The big question for me was: Is the 2019 GT350 still relevant? We live in a great time for performance car enthusiasts with a plethora of options that seem to get better every year. So, in this world of new 650-horsepower ZL1 Camaros and 797-horsepower Challengers, and a 700+ horsepower Shelby GT500 on the way, does the track-focused, 526-horsepower GT350 still have something to offer buyers?
After a day of driving the new and improved 2019 GT350 on both the track and the street, I’d say absolutely yes, and I walked away just as impressed as I did the first time I drove a GT350 in 2015. If not more.
And this was just from the “regular” GT350, as I didn’t have an opportunity to drive a GT350R at this press preview. Its speaks volumes of Ford’s reboot of the base GT350. According to Ford, a good amount of what’s new came from lessons learned in testing the upcoming 2020 GT500 and from hundreds of hours of on-track and vehicle simulations, including the Mustang GT4 racing program.
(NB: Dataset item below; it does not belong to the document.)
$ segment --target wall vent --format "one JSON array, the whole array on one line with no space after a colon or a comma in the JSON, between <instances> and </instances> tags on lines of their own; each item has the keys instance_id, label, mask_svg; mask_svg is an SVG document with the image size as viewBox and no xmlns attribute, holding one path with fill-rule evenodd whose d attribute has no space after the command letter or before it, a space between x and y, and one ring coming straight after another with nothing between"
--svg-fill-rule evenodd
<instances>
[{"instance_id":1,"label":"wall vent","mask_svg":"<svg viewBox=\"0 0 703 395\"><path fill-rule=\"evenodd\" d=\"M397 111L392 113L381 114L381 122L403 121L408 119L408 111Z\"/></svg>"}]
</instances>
Much of this revised magic comes from improved aero and more downforce from an available Gurney flap on a larger rear spoiler, plus updated brake, chassis, and suspension tuning to take advantage of increased grip offered by the enhanced aero but also that of new Ford Performance-spec (branded “FP”) Michelin Sport Cup 2 tires. It is the latter that really elevates this new non-R GT350 to 350R levels of athleticism. On track, the M1 Concourse in Pontiac, Michigan, even in cold, damp conditions the 2019 GT350 was nearly unflappable, with remarkable grip even at speeds where the aero surely had limited involvement. The engine and transmission are unchanged, as is the brake hardware (only the ABS tuning was revised to play nice with the new tires), and both are still in a class of their own. And again, while I wasn’t able to drive a 350R on the same track on this same day, I’d say the new “base” car really closed the gap in performance between the two thanks to this 2019 refresh.
On the road, the 2019 GT350 seems to belie the fact that it is a track star riding on Sport Cup tires. With the MagneRide set in its softest mode, and the exhaust on quiet, it is actually a much nicer and quieter ride than you would expect. It is also evident that Ford has spent some time refining the interior for 2019, with both aluminum and carbon-fiber instrument panel appliqués available. Other subtle trim changes, such as accents on the seats, were incorporated as well, and a new B&O sound system is also optional (I’m sure it sounds great, but I spent my limited time behind the wheel listening to the engine). The interior, overall, is more comfortable and less buzzy than before, my only complaint about my 2016. It even seems as if Ford revised the shifter so it, too, doesn’t buzz at high rpm.
In the end, yes, the 2019 Shelby GT350 continues to offer everything we loved about the model when it was first introduced. And with its recent graduation from finishing school, and its fancy new shoes, it not only remains relevant but offers near-GT350R performance levels without any sacrifice in comfort.